For the better part of the last week, my nights have been consumed by reading The Kid Stays in the Picture, an autobiography by Robert Evans.
For all who have forgotten — or never know — Evans used to be da shit in Hollywood back in the `60s and `70s. When he wasn’t bedding beautiful babes, he was making one hit after another, including The Godfather and Chinatown. Two of the greatest movies — ever!
The book’s a blast to read, filled with plenty of rat-a-tat dialogue. Like this chestnut….
“The only reason that broad got tested is because she spread her legs for you!”
Or this one….
“Once signed, Freddie Fields proceeded to give me a spiked, steel dildo up my ass.”
And so on….
I could fill five post with fascinating tales from this book. But this one’s my favorite — Evans’s account of how Al Pacino got to play the role of Michael Corleone.
Lucky Bob always got the beautiful babes….
It’s a long story that boiled down to a scheduling conflict.
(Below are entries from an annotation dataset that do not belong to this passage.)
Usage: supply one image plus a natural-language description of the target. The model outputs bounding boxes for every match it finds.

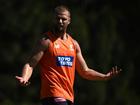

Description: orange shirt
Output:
[40,32,76,102]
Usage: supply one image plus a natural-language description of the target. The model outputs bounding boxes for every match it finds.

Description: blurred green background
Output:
[0,0,140,105]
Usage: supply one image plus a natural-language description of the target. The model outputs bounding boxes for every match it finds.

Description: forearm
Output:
[22,63,33,81]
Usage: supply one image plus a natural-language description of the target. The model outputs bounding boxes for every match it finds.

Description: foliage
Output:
[0,0,140,105]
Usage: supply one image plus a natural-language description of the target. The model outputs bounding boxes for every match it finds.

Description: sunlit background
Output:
[0,0,140,105]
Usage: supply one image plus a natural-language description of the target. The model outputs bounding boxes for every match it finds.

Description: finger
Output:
[15,76,22,80]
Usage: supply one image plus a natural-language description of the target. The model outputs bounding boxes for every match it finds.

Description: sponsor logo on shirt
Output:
[56,56,73,67]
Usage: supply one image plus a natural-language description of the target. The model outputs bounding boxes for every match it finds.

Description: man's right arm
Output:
[16,39,50,86]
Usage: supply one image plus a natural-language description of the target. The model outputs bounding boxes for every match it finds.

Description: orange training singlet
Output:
[40,32,76,102]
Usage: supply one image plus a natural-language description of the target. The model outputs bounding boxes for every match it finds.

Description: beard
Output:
[55,25,66,33]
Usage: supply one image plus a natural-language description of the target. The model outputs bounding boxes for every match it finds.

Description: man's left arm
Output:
[75,41,121,80]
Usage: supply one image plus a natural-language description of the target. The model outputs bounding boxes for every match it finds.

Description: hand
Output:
[106,66,122,80]
[15,76,30,86]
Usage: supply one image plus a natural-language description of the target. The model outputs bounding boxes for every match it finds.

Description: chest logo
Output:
[54,43,60,48]
[56,56,73,67]
[69,44,74,51]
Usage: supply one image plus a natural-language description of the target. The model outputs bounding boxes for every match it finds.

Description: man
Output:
[16,6,120,105]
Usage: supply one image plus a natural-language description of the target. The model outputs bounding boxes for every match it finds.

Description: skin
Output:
[16,10,121,86]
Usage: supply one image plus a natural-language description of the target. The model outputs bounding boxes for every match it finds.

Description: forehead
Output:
[55,10,70,17]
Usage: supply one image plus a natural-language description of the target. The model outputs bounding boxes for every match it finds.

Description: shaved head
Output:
[54,5,70,17]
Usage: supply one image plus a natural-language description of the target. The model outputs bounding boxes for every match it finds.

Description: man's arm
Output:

Pacino was booked for The Gang that Couldn’t Shoot Straight at the very time Francis Ford Coppola needed him to star in The Godfather.
So Evans called Jim Aubrey, then head of MGM, which was producing The Gang.
Not knowing what else to do, Evans did what he generally did when he didn’t know what else to do — he called his pal Sidney Korshak, the legendary Chicago lawyer and fixer who, allegedly, was Hollywood’s chief connection to the mob.
According to Evans, their conversation went like this….
Pacino was perfect for the part!
Evans: There’s an actor I want for the lead in The Godfather.
Evans: I called Aubrey, asked him if you could accommodate me, move his dates around.
Evans: He told me to fuck off.
Evans: Is there anything you can do about it?
Twenty mintues later, Aubrey called Evans to deliver the good news. “You no-good motherfucker, cocksucker. I’ll get you for this. The midget’s yours.”
Which has to be one of the greatest concession calls of all time.
And how did Korshak get Aubrey to budge on Pacino? Easy. He called Aubrey’s boss — Kirk Kerkorian, who owned MGM, and happened to be building a hotel in Las Vegas.
According to Evans, Korshak’s explanation went like this.
“I asked him [Kerkorian] if he wanted to finish building his hotel.”
Bingo! Pacino’s freed to play Michael Corleone and the rest, as they say, is history.
It reminds me of something Milo told me many years ago about how to gain admissions to one of Chicago’s hardest-to-get-in schools.
“Benny,” he said. “Every system has its system.”
I’m not sure if he were drunk or sober when he said it — with Milo, it’s generally fifty-fifty, one way or another. But either way, it’s as true today as it’s ever been.